Hey told of a Florida dealership where the owner died suddenly and his 22-year-old daughter suddenly inherited the business—and she was not prepared. But a lot of hard-working, loyal people depended on the business of their livelihoods.
“Lucky for her, there was a general manager who had been at the dealership for over 20 years,” Hey continued. “He had seen this girl grow up to be who she was. He walked alongside her to give her direction, and helped her build up this business.
“But if we transition the business and we lose all of our employees in the midst of it, does that do anything positive for our business at all? Absolutely not.”
Finding outside buyers
For those considering selling outside the family, Hey offered another set of crucial considerations. What is the business truly worth? Are you willing to sell to just anyone? How do you communicate the transition without causing panic? What's your plan after selling?
She shared a painful story of a dealership owner who sold without preparing his employees, causing immediate organizational chaos.
“People can handle the ups and downs and the volatility, and honestly, as business owners, some of you probably thrive on the unknown,” Hey said. “But oftentimes your employees are not the same kind of people. Before we get to a place of selling and rolling this out to your employees, we need to be clear on answering the questions that they're getting ready to ask. How does this affect me? What does this mean for my job? What does this mean for my friends’ jobs? What does this mean for my paycheck? What does this mean for my insurance?
“Anything that would directly affect them, we need to have an answer to.”
Another tale highlighted the dangers of an owner staying on as a "consultant"—a situation that invariably led to tension and dysfunction.
“Why in the world would I not want to see you, as an owner, stay in the business as an employee?” Hey supposed. “Number one, you're going to suck at it because you have been in charge up to this point—you have made every single call. And you're going to be like, ‘listen, that's not how we did it when I was running the business.’ How helpful is that to the new ownership?:
The most compelling advice centered on preparation.
"The fastest way to increase your business's value," Hey said, "is to make yourself unnecessary."
This means hiring a GM, developing crystal-clear processes, and creating a business that could run smoothly without the original owner's constant intervention.
Trust, but verify
Hey didn't shy away from the darker realities of business ownership.

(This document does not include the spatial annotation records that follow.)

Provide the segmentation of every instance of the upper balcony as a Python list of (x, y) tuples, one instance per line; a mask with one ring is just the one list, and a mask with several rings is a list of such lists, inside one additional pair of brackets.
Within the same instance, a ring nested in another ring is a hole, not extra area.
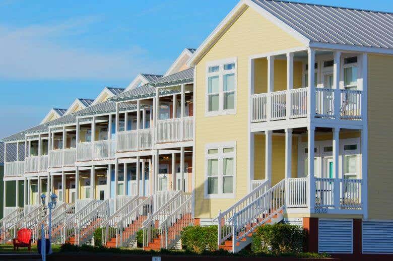
[(251, 123), (309, 118), (362, 124), (363, 60), (360, 54), (314, 49), (252, 59)]

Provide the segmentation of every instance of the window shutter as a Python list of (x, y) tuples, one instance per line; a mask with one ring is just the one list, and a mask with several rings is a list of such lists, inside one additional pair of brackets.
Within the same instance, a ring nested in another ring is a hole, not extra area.
[(319, 252), (352, 252), (352, 220), (319, 219)]
[(362, 228), (363, 253), (393, 253), (393, 221), (365, 221)]

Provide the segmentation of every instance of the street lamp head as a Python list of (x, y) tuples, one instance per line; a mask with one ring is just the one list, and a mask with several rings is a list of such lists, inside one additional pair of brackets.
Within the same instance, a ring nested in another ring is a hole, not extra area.
[(56, 200), (57, 199), (57, 196), (56, 195), (56, 194), (54, 193), (52, 193), (51, 195), (50, 195), (50, 201), (52, 203), (52, 204), (53, 205), (53, 206), (56, 206)]
[(42, 205), (45, 205), (45, 194), (41, 194), (41, 202), (42, 203)]

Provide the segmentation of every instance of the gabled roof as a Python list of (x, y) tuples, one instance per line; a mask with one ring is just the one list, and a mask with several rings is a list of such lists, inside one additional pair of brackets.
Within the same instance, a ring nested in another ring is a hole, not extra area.
[(196, 49), (191, 48), (184, 48), (180, 55), (177, 56), (175, 61), (171, 65), (169, 69), (164, 75), (164, 77), (168, 76), (180, 71), (183, 71), (188, 68), (189, 67), (187, 65), (187, 62), (190, 58), (193, 55)]
[(241, 0), (202, 43), (192, 66), (247, 8), (313, 47), (393, 54), (393, 14), (276, 0)]
[(194, 69), (188, 68), (176, 74), (152, 82), (149, 85), (158, 87), (173, 85), (173, 84), (192, 82), (194, 79)]
[(132, 82), (127, 86), (126, 91), (129, 91), (133, 89), (139, 88), (141, 86), (147, 84), (152, 81), (159, 79), (162, 77), (162, 75), (149, 74), (140, 74), (133, 80)]

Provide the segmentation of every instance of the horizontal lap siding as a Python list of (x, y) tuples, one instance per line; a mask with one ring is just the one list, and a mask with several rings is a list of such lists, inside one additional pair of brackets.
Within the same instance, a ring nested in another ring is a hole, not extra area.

She discussed the potential for theft, whether cash or parts, sharing stories of employees who had stolen hundreds of thousands by exploiting trust. Her advice was brutally simple: Trust, but verify.
Use management software, pull exception reports, and always have two people sign checks. Managers and employees might be sensitive to the oversight, but it’s for everyone’s protection.
"One hour of lost productivity per day for a single employee can cost $60,000 annually," she said. "Imagine that across your entire team."
Hey’s final message was one of hope: Transition isn't about ending something, but beginning a new chapter.
Whether passing to family or selling to an external buyer, the goal is to preserve the business's core values and ensure its continued success. Your business is more than its assets; it’s a living legacy, waiting to be thoughtfully transferred to the next generation of entrepreneurs.